Did a forum search for tape leash vs belt leash, didnt find an answer.

I bought a flexi comfort large all belt leash (150 lbs max) and was debating on exchanging it for the regular flexi comfort large leash (110 lbs max) because of the difference in product weight, 19oz vs 13.4oz. Small and medium come in cord style which I can see what that is, but in the pictures for the tape style leash it looks like it doesn't have a cord and the belt part runs the whole length of the leash. So whats the difference between the tape and all belt leash parts.
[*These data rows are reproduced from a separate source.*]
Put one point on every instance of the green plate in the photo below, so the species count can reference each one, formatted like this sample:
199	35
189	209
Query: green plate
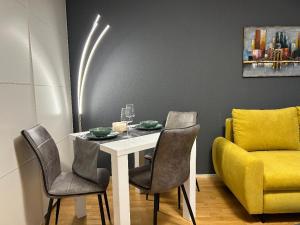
157	127
90	136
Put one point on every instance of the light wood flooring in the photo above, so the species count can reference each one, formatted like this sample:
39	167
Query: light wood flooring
215	206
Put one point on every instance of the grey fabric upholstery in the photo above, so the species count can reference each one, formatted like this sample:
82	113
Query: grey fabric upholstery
69	184
85	159
57	183
171	161
177	120
46	151
180	119
141	177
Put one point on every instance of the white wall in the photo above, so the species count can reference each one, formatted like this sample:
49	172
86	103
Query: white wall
34	88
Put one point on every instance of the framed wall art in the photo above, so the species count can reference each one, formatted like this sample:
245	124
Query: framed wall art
271	51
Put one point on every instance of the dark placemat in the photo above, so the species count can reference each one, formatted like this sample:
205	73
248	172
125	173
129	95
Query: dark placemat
133	132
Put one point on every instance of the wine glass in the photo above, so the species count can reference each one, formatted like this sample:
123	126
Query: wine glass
124	118
130	112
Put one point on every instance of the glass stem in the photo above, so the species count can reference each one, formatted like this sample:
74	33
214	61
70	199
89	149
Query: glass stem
127	129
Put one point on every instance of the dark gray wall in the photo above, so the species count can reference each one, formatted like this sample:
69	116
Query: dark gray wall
176	55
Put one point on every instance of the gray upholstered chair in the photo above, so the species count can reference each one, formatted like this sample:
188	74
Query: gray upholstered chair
178	120
170	166
59	184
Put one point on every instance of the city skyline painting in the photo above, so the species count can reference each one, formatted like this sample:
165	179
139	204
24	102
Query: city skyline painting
271	51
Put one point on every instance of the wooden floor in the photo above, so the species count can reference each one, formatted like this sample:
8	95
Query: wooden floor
215	206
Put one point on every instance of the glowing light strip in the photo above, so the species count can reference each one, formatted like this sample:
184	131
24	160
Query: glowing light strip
83	55
88	65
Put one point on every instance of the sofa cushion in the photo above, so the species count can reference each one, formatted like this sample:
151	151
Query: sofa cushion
281	169
266	129
298	108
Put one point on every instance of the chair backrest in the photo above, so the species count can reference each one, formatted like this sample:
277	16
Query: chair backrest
180	119
171	161
46	151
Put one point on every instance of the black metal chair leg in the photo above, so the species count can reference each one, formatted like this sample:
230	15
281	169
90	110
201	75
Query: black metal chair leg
179	196
107	205
57	211
49	211
197	185
101	209
156	208
188	204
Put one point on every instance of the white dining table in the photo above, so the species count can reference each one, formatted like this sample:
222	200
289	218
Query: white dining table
119	151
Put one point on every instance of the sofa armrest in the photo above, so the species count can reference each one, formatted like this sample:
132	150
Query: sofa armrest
241	172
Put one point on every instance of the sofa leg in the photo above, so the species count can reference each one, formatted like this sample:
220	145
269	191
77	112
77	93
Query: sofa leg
262	218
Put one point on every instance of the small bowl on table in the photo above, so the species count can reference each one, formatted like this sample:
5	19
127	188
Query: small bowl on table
100	131
149	123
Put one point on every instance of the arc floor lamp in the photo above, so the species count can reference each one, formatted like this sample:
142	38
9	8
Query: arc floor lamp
85	64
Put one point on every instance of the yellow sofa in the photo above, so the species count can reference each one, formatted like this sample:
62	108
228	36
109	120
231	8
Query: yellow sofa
265	181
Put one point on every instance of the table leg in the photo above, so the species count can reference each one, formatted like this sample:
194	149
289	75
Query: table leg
80	210
190	185
120	185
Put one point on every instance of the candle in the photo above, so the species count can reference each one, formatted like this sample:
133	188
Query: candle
119	126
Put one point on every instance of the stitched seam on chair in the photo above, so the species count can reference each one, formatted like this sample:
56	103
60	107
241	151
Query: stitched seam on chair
70	184
44	142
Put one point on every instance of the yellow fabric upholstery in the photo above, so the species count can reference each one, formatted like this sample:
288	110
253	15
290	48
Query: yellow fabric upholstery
229	129
263	181
241	172
266	129
298	109
281	169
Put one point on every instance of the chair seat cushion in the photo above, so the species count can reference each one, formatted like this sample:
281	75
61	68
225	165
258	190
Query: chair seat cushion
281	170
141	177
68	184
149	156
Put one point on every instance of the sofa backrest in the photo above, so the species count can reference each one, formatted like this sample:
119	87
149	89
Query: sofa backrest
229	127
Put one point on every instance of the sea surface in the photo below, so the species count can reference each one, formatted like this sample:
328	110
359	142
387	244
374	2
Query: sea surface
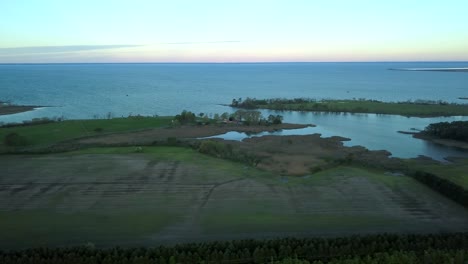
79	91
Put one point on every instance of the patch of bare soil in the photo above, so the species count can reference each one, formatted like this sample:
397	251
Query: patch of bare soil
300	155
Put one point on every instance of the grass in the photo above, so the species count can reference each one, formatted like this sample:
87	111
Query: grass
456	172
44	134
274	222
132	196
42	227
371	106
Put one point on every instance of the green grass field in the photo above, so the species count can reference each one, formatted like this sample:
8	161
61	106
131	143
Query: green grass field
44	134
131	196
456	172
368	106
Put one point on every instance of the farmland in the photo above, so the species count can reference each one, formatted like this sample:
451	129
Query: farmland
155	195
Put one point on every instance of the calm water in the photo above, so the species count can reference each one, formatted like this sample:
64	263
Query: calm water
87	90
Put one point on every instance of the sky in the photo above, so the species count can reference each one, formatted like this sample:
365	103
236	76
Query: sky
57	31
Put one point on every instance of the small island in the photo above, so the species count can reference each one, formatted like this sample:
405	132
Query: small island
7	108
417	108
453	134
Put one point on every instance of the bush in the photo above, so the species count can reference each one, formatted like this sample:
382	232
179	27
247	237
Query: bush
13	139
185	117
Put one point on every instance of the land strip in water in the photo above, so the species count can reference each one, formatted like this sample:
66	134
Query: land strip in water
418	108
8	109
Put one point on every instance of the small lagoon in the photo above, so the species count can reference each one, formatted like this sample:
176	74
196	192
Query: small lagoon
375	132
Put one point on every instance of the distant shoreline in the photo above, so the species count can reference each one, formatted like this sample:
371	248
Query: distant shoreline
431	69
7	109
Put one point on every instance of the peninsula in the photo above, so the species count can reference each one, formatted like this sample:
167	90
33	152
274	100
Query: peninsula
417	108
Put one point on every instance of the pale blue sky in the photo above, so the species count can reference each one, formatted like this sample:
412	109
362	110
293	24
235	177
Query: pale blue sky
232	31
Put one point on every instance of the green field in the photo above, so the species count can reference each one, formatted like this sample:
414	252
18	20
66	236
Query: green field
131	196
456	172
362	106
44	134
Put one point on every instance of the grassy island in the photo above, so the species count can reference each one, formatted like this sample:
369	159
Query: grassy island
420	108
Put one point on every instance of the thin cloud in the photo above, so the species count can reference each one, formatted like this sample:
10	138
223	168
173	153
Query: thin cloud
203	42
58	49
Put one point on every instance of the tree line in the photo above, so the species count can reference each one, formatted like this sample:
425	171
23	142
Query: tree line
382	248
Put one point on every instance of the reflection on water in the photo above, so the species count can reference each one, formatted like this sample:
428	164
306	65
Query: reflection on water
375	132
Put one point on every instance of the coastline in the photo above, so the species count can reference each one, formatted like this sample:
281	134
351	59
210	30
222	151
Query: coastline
15	109
418	108
440	141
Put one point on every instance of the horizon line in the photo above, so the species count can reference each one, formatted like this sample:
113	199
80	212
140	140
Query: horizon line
240	62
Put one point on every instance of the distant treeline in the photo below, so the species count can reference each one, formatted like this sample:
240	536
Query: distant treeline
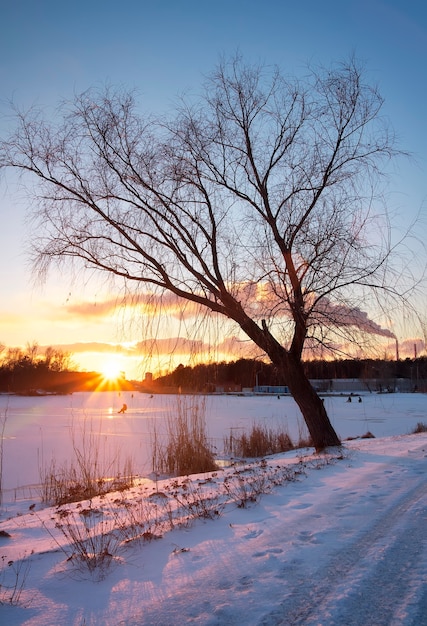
28	372
250	373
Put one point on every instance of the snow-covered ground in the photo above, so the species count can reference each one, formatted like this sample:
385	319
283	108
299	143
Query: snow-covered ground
333	539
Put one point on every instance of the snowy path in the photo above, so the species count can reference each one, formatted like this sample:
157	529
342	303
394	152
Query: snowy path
343	545
377	579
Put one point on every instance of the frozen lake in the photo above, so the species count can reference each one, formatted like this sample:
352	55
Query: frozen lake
38	430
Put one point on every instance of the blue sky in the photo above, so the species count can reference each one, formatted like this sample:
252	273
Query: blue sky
51	50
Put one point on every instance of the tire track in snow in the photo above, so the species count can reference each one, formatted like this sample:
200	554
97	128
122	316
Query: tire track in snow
378	580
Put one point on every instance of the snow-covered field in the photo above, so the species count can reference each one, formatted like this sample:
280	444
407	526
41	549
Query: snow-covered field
332	539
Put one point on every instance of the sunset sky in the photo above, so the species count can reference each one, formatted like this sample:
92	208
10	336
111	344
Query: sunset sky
51	50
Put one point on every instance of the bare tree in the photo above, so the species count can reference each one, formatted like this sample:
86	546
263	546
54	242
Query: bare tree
255	202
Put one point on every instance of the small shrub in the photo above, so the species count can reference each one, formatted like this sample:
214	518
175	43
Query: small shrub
13	575
421	427
92	541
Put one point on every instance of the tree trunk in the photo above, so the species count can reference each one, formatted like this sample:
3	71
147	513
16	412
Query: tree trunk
311	406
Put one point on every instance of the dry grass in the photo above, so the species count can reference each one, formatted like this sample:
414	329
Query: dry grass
93	470
185	448
261	441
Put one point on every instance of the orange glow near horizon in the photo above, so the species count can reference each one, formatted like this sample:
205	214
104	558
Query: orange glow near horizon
112	369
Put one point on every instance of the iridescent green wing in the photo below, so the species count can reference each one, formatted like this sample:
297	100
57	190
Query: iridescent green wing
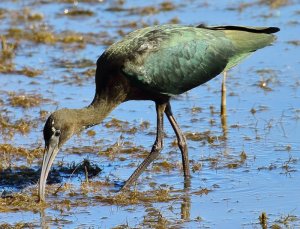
174	59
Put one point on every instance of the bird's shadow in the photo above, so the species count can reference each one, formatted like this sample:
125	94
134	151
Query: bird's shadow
18	178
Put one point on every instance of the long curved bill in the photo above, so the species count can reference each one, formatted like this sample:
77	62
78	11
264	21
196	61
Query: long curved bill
49	155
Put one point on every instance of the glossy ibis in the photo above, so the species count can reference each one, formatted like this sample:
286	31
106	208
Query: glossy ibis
154	63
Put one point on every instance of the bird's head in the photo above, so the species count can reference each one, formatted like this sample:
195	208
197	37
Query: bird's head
59	127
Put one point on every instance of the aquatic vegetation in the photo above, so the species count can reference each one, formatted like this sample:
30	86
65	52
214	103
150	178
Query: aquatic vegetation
25	100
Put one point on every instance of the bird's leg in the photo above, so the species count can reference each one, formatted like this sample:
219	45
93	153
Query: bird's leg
156	148
181	142
223	94
223	106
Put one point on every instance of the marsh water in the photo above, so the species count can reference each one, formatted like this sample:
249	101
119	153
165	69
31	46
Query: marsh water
245	172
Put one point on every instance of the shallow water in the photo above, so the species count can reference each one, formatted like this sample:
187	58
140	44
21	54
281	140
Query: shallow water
263	114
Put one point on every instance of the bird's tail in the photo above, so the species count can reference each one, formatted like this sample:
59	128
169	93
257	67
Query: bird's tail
245	39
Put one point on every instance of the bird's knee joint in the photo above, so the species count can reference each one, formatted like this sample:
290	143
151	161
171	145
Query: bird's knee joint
158	146
182	144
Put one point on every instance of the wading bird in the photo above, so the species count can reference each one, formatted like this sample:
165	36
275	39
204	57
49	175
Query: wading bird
154	63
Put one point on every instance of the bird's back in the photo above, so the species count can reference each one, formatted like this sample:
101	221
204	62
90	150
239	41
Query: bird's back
171	59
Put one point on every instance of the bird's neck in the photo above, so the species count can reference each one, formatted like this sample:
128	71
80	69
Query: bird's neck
104	102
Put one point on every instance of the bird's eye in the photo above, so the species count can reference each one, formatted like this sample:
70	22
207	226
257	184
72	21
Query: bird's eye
57	133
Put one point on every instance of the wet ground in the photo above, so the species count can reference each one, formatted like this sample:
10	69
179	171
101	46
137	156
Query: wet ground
245	174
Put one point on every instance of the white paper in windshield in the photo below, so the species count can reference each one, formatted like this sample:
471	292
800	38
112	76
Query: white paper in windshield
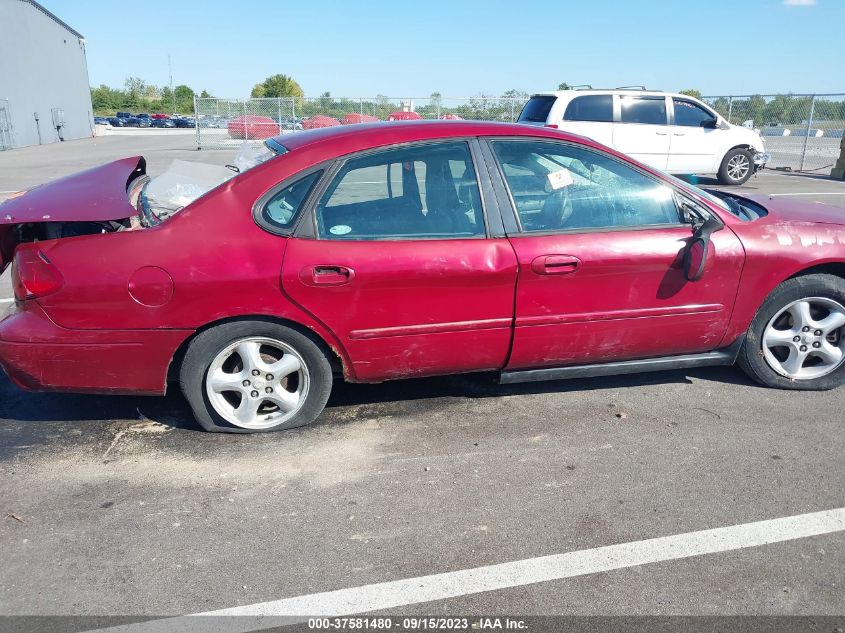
560	179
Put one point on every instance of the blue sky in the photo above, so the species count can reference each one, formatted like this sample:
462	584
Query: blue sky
465	47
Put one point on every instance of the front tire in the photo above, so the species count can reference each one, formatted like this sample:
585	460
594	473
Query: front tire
253	376
797	338
737	167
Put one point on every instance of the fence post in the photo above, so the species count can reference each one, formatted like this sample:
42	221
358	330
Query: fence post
246	122
197	122
807	132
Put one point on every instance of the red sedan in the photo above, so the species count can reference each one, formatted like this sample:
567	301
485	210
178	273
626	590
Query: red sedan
375	252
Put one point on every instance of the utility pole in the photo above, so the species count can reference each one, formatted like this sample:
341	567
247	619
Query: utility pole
172	94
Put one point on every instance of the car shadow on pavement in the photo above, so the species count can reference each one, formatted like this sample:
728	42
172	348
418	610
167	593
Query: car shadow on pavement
18	406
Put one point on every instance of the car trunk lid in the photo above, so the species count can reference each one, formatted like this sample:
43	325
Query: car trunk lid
93	195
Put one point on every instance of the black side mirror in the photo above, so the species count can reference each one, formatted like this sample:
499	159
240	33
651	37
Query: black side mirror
695	255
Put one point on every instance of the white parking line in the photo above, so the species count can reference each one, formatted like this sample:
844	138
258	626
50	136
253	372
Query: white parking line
808	193
399	593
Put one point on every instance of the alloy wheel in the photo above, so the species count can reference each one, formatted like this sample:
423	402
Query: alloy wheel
804	340
738	166
257	383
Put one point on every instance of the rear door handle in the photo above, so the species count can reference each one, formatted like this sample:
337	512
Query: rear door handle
326	275
555	264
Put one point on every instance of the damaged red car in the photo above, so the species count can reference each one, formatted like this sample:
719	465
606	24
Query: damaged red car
372	252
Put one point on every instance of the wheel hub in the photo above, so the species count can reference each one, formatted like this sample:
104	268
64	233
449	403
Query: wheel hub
803	340
257	383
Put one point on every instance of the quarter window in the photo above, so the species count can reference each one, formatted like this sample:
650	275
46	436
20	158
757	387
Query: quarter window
648	110
280	211
590	108
689	114
537	109
562	187
426	191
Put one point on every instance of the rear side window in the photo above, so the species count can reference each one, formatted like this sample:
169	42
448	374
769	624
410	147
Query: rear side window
590	108
537	109
651	111
280	211
689	114
423	192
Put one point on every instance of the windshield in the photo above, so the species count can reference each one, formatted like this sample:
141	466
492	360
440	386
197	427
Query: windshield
185	181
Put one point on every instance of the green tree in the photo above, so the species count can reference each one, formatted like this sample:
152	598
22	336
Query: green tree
277	86
691	92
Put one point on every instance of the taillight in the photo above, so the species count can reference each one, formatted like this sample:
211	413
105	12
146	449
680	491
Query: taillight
33	275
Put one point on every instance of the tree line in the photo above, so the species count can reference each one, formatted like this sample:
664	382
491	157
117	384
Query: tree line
139	96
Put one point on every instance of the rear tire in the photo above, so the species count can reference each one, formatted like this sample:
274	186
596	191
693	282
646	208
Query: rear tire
737	167
797	339
255	376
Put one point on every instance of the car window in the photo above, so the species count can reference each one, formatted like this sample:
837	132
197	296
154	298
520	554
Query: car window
426	191
537	109
689	114
281	210
649	110
562	187
590	108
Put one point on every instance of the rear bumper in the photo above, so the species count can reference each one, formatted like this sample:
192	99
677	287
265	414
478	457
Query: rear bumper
38	355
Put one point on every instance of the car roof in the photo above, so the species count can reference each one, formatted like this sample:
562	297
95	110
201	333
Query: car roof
358	136
608	91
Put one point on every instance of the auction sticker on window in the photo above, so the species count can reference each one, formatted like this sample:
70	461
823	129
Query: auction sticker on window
560	179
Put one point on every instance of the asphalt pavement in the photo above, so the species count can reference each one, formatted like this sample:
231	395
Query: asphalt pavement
122	505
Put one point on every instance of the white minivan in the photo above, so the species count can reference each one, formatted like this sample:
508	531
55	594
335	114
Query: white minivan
668	131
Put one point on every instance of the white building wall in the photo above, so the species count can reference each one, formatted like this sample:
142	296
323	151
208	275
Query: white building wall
42	66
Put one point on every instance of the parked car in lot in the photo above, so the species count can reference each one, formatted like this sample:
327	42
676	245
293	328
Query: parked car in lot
252	126
318	121
403	116
668	131
377	252
355	117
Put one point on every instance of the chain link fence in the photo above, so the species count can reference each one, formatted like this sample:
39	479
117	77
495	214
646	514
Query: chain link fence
5	125
802	131
226	123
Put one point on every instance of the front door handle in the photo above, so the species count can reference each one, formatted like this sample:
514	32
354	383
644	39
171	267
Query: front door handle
326	275
555	264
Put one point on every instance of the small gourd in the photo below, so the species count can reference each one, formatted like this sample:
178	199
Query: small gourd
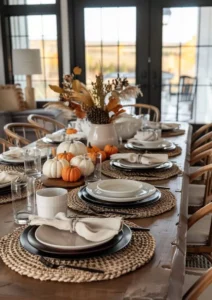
110	149
86	166
76	148
71	131
65	155
71	174
52	168
92	149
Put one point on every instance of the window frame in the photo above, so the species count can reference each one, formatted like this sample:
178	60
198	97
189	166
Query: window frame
7	11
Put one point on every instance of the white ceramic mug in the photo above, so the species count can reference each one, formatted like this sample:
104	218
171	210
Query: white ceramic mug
51	201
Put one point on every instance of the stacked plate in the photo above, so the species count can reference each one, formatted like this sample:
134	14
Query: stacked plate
51	242
124	165
119	193
160	144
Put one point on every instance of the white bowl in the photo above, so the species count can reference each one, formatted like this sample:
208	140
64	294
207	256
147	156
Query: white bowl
119	187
I know the weight difference isn't much but I can see it coming in the future when other people in the house walk the dog that there gonna complain and say its big and weighs a lot, compared to your traditional leash.


----------



## JuneBud (Feb 17, 2010)

The cord style flexi can be a bit dangerous as the cord can cause burns on people's legs if the dog runs around them. I know that from experience. I would think the tape flexi could get jammed more easily, more likely to get a kink. You already know the tape is heavier. I'd go with the cord but be careful not to let it get wrapped around your legs or someone elses as that can be painful.


----------



## PicklesForNoOne (Mar 22, 2011)

So are tape and all belt the same thing essentially


----------